Tensorflow 数据集 API 评估输出形状需要 10 多分钟
Tensorflow Dataset API Evaluating Output Shapes takes more than 10 minutes
我正在使用 Python 3.5,低镜头 Microsoft Celeb1M 数据集,Tensorflow 1.4,我想在图像 classification 任务上使用新数据集 API。
我需要构建一个具有这种形式的数据集(集):它包含 (N*k + 1) 个图像,N 个不同的 classes,以及 k 来自每个 class 的样本数。目标是 class 在 N class 中 class 确定最后一张图像,每个图像由 k 个样本表示。
为此,我在硬盘驱动器上有 16 000 个 tfrecords,每个大约 20 MB。每个 TFRecord 包含一个 class 的图像,大约 50-100 个图像。
我想随机选择 N 个文件,然后从每个文件中随机选择 k 个图像,混合它们,然后在 N 中选择一个最终图像 classify class,与样本不同。
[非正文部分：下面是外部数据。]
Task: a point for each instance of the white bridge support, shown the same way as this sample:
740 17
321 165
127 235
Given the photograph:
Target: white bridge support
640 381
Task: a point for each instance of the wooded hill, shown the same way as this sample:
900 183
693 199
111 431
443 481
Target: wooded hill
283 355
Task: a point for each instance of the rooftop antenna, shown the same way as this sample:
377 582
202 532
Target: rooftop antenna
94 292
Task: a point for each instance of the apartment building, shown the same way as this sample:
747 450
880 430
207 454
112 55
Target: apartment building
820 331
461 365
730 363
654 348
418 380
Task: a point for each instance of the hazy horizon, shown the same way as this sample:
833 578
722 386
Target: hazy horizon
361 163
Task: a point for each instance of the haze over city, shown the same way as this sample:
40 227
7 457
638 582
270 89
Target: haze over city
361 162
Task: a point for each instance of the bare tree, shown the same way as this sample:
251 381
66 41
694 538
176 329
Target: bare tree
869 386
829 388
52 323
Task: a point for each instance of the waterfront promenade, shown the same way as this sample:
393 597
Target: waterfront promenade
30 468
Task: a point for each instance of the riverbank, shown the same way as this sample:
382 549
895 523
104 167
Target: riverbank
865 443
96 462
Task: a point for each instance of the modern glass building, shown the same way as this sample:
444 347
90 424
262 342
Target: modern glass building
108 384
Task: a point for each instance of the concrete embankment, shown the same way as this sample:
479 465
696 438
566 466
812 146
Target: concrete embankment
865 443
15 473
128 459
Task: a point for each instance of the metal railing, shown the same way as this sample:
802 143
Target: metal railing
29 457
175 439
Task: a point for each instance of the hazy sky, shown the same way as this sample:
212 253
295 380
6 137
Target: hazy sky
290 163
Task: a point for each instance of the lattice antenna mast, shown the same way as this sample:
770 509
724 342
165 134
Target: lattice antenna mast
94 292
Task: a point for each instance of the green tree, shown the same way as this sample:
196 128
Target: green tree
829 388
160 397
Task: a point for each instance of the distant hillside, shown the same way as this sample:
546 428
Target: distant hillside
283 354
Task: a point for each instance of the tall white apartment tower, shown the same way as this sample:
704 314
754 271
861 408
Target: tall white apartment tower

为此,我混合了 "native" Python 代码和 Tensorflow 数据集 API 方法。
问题是我写的解决方案需要很长时间才能完成。
这是我为创建此类数据集而编写的 working 代码。对于这个例子,我只从硬盘中取出 20 个文件。
import tensorflow as tf
import os
import time
import numpy.random as rng
#Creating a few variables
data_dir = '/fastdata/Celeb1M/'
test_data = [data_dir + 'test/'+ elt for elt in os.listdir(data_dir + '/test/')]
# Function to decode TFRecords
def read_and_decode(example_proto):
features = tf.parse_single_example(
example_proto,
features = {
'image': tf.FixedLenFeature([], tf.string),
'label': tf.FixedLenFeature([], tf.int64),
'height': tf.FixedLenFeature([], tf.int64),
'width': tf.FixedLenFeature([], tf.int64),
'channels': tf.FixedLenFeature([], tf.int64)
})
image = tf.decode_raw(features['image'], tf.uint8)
image = tf.cast(image, tf.float32) * (1. / 255)
height = tf.cast(features['height'], tf.int32)
width = tf.cast(features['width'], tf.int32)
channels = tf.cast(features['channels'], tf.int32)
image = tf.reshape(image, [height, width, channels])
label = tf.cast(features['label'], tf.int32)
return image, label
def get_episode(classes_per_set, samples_per_class, list_files):
"""
:param data_pack : train, val or test
:param classes_per_set : N-way classification
:param samples_per_class : k-shot classification
:param list_files : list of length classes_per_set of files containing examples
:return : an episode containing classes_per_set * samples_per_class + 1 image to classify among the N*k other
"""
assert classes_per_set == len(list_files)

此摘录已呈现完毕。